20Among these are Hymenaeus and Alexander, whom I have handed over to Satan, so that they will be taught not to blaspheme.


Paul had detractors who flatly contradicted his teachings. Some might frame this situation as a typical theological feud, with the party in power excommunicating his opponent when the tide of public opinion turns against him. But this is an apostle writing, whom the apostle Peter called “our beloved brother” and whose writings were on the level of “the rest of the Scriptures” (2 Peter 3:15–16). Paul was in complete fellowship with the original twelve apostles, who extended to him “the right hand of fellowship” (Gal. 2:9). He is an “apostle of Christ Jesus according to the commandment of  God” (1 Tim. 1:1).

Among the teachers who have rejected the faith and good conscience (1 Tim. 1:19) are two named individuals. We note that Paul was not reticent to publicly name those who teach error, nor did he fear the modern cynicism: “Religious leaders are all arguing about who is right or wrong” or “They are excommunicating people because of minor differences.”  To be sure, the Spanish Inquisition of the fifteenth and sixteenth centuries looms in our historical memory, where “heretics” (those who defied the established religion of the day) were rooted out and burned at the stake. The apostle saw serious error disrupting the early church, and his antidote, when other means failed to quell the false teaching, was to remove it—that is, to remove the false teachers.

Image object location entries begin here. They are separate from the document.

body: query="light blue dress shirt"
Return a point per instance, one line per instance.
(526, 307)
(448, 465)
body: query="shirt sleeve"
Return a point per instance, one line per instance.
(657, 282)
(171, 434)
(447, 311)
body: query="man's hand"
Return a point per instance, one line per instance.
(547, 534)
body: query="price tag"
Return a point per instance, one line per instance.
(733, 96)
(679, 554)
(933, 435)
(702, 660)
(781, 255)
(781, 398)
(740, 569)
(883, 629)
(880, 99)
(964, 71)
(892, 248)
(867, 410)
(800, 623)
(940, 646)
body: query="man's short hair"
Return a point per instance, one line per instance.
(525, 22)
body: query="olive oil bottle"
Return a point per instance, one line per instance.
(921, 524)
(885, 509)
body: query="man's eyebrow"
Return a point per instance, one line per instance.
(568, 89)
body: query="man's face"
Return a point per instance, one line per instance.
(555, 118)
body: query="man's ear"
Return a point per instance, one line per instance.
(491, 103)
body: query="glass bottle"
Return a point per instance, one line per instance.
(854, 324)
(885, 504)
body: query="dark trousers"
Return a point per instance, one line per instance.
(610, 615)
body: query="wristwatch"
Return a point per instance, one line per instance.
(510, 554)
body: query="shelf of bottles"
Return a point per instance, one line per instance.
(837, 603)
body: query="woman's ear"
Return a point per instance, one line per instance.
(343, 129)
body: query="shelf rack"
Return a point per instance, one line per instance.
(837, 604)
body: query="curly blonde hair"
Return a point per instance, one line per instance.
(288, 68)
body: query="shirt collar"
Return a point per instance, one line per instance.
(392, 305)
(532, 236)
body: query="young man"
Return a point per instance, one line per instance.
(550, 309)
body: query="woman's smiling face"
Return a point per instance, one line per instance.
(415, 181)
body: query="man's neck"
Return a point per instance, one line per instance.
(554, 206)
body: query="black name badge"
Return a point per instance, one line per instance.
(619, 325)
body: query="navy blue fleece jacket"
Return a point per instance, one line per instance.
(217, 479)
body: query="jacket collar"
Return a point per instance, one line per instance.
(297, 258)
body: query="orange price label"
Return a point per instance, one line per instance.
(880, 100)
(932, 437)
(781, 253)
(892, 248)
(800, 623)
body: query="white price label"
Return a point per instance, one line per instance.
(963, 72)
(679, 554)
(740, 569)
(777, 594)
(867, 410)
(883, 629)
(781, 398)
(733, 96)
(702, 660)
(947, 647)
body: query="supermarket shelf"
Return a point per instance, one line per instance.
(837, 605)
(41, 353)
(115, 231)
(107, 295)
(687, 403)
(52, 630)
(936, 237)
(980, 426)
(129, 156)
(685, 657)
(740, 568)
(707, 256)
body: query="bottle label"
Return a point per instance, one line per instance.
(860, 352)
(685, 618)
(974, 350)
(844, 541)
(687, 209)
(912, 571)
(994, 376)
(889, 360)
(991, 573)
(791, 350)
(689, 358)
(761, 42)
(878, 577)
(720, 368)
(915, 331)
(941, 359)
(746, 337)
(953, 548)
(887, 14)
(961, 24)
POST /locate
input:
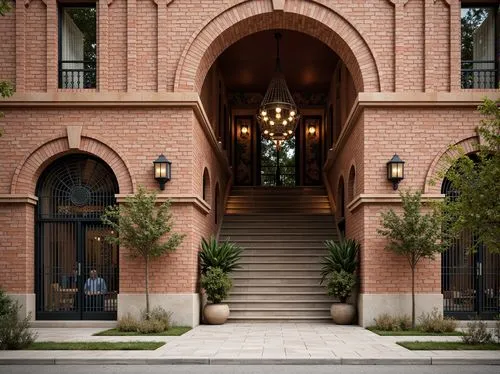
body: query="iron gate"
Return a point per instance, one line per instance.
(470, 281)
(76, 268)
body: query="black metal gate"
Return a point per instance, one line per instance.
(76, 268)
(470, 281)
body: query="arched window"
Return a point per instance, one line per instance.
(351, 184)
(217, 202)
(73, 259)
(206, 186)
(341, 207)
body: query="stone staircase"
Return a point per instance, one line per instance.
(282, 230)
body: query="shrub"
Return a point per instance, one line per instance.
(127, 323)
(216, 284)
(340, 284)
(477, 333)
(15, 333)
(225, 256)
(386, 322)
(435, 322)
(161, 315)
(150, 326)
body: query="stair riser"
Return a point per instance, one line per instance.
(261, 297)
(280, 313)
(275, 272)
(279, 305)
(254, 287)
(283, 236)
(270, 266)
(273, 282)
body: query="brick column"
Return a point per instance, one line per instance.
(52, 53)
(20, 46)
(102, 44)
(131, 45)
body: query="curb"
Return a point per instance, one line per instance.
(250, 361)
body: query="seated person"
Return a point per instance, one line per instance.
(95, 288)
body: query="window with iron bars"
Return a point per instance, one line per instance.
(77, 46)
(480, 46)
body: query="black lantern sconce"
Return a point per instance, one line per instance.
(163, 170)
(395, 171)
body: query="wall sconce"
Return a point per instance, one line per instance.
(244, 130)
(395, 171)
(163, 170)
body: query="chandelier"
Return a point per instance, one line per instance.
(277, 114)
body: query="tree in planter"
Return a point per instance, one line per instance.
(475, 205)
(413, 235)
(140, 226)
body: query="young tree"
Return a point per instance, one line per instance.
(142, 227)
(475, 205)
(6, 88)
(413, 235)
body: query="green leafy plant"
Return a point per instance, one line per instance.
(217, 284)
(341, 255)
(127, 323)
(475, 205)
(386, 322)
(477, 333)
(225, 255)
(436, 322)
(413, 235)
(143, 228)
(340, 284)
(15, 332)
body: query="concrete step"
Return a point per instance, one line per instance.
(280, 312)
(276, 271)
(266, 296)
(252, 236)
(279, 319)
(259, 288)
(274, 265)
(289, 305)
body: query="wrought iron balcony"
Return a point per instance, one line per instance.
(479, 74)
(77, 74)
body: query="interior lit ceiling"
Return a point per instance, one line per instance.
(249, 64)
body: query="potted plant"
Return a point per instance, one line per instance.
(338, 268)
(217, 261)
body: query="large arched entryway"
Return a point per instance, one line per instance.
(76, 269)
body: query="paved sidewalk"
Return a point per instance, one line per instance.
(255, 344)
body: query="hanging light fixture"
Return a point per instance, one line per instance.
(278, 113)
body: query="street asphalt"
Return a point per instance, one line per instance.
(249, 369)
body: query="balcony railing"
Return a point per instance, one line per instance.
(77, 74)
(479, 74)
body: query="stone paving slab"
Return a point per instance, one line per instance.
(263, 344)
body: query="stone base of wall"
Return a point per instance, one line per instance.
(27, 302)
(371, 306)
(185, 308)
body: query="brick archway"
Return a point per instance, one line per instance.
(444, 160)
(249, 17)
(26, 175)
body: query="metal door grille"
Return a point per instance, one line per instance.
(73, 193)
(470, 281)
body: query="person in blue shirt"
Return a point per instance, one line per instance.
(95, 288)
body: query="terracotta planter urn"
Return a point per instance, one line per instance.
(216, 314)
(342, 313)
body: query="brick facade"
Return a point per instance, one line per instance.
(403, 96)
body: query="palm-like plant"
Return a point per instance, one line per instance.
(341, 255)
(225, 255)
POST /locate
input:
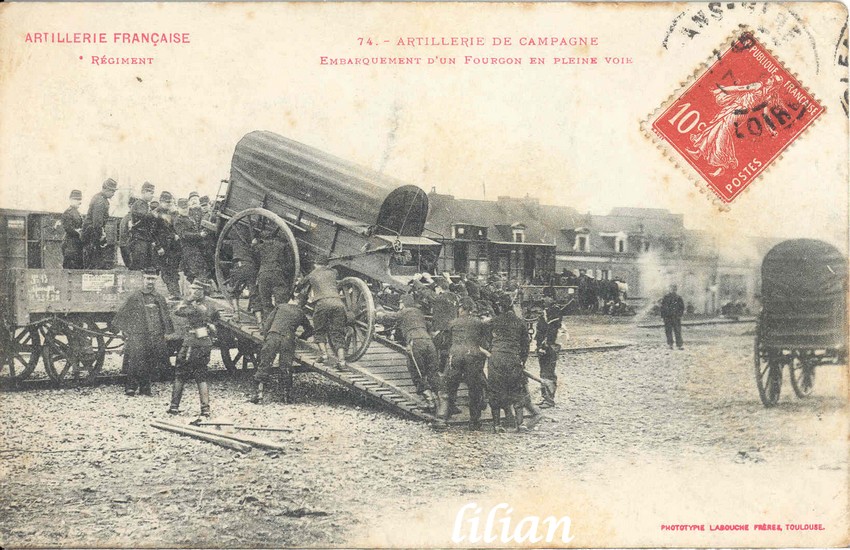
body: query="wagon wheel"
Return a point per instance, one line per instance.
(235, 353)
(65, 345)
(768, 371)
(360, 310)
(802, 374)
(238, 233)
(20, 351)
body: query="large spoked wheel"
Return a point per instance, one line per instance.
(20, 352)
(234, 243)
(68, 345)
(768, 371)
(802, 374)
(360, 316)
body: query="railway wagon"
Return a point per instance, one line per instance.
(367, 224)
(48, 313)
(803, 321)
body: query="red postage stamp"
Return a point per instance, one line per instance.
(737, 117)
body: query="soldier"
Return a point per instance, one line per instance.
(94, 227)
(72, 225)
(422, 358)
(142, 229)
(273, 256)
(548, 325)
(145, 321)
(329, 315)
(506, 379)
(194, 355)
(167, 247)
(281, 327)
(672, 309)
(192, 238)
(466, 363)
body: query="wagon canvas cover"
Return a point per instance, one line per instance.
(659, 143)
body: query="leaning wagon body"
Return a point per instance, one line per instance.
(803, 321)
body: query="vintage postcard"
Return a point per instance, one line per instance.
(424, 274)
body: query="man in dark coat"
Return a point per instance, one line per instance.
(72, 225)
(672, 309)
(468, 339)
(329, 315)
(194, 355)
(281, 327)
(94, 227)
(167, 247)
(506, 380)
(546, 335)
(145, 321)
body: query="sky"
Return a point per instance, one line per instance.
(568, 135)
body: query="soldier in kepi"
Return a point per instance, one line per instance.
(145, 321)
(329, 316)
(468, 338)
(422, 359)
(548, 325)
(167, 247)
(194, 355)
(94, 227)
(281, 327)
(72, 225)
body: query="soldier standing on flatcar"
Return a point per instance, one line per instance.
(329, 316)
(145, 321)
(548, 325)
(194, 355)
(167, 247)
(72, 225)
(94, 227)
(193, 238)
(280, 327)
(507, 386)
(466, 363)
(142, 229)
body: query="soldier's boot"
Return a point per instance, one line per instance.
(176, 395)
(204, 395)
(257, 395)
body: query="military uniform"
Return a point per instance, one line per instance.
(166, 241)
(72, 244)
(548, 325)
(506, 379)
(144, 319)
(466, 364)
(273, 256)
(94, 228)
(193, 240)
(329, 316)
(194, 355)
(281, 325)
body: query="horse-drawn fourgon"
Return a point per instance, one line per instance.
(803, 321)
(368, 225)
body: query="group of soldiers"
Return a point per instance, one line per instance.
(155, 234)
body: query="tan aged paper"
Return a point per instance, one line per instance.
(598, 152)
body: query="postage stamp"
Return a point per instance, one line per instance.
(734, 118)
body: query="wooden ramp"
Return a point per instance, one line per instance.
(381, 375)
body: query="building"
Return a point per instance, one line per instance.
(648, 248)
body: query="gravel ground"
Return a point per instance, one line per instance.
(642, 437)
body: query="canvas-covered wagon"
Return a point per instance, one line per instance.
(803, 321)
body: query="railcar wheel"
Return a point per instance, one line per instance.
(802, 374)
(768, 372)
(360, 309)
(66, 345)
(235, 240)
(21, 349)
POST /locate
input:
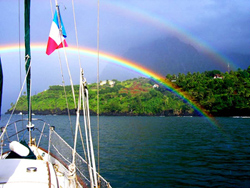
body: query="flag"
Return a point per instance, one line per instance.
(56, 39)
(1, 85)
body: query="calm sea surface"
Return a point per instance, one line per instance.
(161, 152)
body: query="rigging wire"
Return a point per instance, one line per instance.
(14, 108)
(98, 110)
(19, 44)
(77, 45)
(63, 82)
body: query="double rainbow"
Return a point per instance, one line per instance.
(110, 58)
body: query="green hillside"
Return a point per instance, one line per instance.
(219, 93)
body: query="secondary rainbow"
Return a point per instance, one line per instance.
(110, 58)
(170, 27)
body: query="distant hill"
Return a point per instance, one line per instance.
(221, 94)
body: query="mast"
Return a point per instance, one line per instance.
(27, 62)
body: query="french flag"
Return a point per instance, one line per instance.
(56, 39)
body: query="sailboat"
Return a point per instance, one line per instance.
(37, 155)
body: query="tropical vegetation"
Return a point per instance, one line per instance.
(222, 94)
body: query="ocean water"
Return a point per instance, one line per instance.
(161, 152)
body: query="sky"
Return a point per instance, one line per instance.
(209, 25)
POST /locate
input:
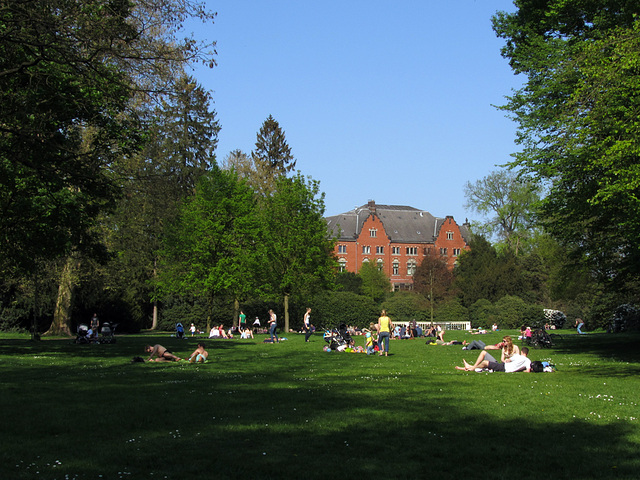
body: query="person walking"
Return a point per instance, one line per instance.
(385, 326)
(307, 325)
(273, 324)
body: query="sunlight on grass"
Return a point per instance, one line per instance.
(289, 410)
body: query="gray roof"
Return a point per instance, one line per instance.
(402, 224)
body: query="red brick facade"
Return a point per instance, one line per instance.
(395, 238)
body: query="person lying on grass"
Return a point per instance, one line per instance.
(199, 355)
(516, 363)
(162, 354)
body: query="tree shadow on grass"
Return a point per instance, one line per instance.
(270, 419)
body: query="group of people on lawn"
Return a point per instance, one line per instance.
(512, 358)
(158, 353)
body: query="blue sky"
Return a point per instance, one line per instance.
(380, 100)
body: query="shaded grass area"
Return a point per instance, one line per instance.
(291, 411)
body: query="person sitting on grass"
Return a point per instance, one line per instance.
(515, 363)
(200, 355)
(162, 354)
(480, 345)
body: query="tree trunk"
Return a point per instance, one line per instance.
(286, 312)
(154, 321)
(64, 302)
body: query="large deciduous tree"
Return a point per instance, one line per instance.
(509, 203)
(68, 71)
(297, 252)
(69, 74)
(577, 118)
(211, 250)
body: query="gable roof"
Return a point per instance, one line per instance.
(401, 223)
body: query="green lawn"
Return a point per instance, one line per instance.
(291, 410)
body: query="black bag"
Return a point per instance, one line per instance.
(537, 366)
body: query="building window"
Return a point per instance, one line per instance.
(411, 267)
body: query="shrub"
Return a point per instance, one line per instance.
(625, 317)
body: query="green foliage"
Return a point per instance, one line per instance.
(513, 312)
(186, 310)
(482, 273)
(68, 74)
(296, 255)
(578, 125)
(451, 311)
(332, 309)
(510, 203)
(272, 156)
(483, 314)
(210, 250)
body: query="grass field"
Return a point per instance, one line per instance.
(291, 410)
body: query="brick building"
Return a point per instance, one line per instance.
(396, 238)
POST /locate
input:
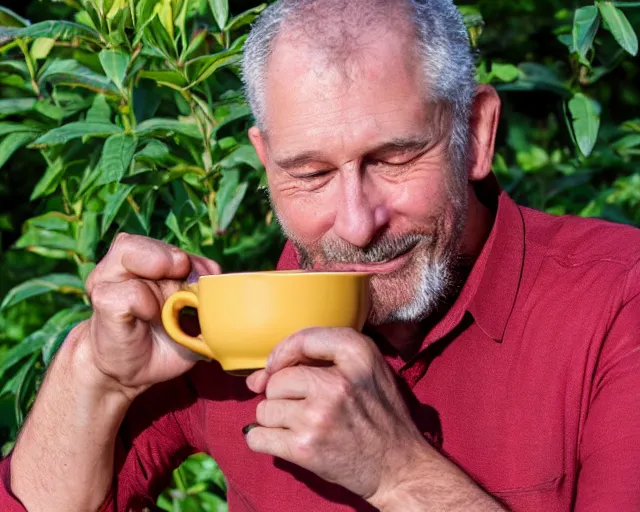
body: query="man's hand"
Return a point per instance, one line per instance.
(124, 337)
(332, 406)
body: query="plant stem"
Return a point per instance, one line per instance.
(30, 66)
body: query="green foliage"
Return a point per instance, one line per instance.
(128, 116)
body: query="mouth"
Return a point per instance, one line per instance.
(383, 267)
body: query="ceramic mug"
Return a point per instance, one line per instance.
(243, 316)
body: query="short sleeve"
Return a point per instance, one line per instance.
(8, 502)
(154, 439)
(609, 478)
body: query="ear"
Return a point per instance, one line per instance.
(259, 144)
(483, 126)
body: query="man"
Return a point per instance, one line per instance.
(499, 367)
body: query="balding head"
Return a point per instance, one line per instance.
(340, 30)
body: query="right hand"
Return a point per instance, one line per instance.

This removal was not a physical or legal maneuver but a spiritual one, and it involved perpetual offenses. Hymenaeus is mentioned again in 2 Timothy 2:14–18 (along with Philetus), described as being loose with his words and arguments, one of those who “wrangle about words” that lead people to spiritual ruin. Their theological reasoning was like “worldly and empty chatter” that spreads like “gangrene” They even contradicted Paul’s teaching about the future resurrection of believers, saying it had already happened. Alexander, identified as a coppersmith by trade in 2 Timothy 4:14–15, vigorously opposed Paul’s teachings. So their teachings were not just mistakes or misunderstandings; their motives were nefarious, intended to undermine Paul’s authoritative teaching. Thus, in the same vein that he taught the Corinthian believers to deal with unrepentant confessing believers, Paul (1 Cor. 5:5) turns over to Satan these men as a last resort, removing them from the loving, joyful fellowship of believers so that they would realize the cost of their behavior. He refers to this as turning them out into Satan’s realm, away from the believing community.


Lord, help me to stand up to false teaching before it causes spiritual damage.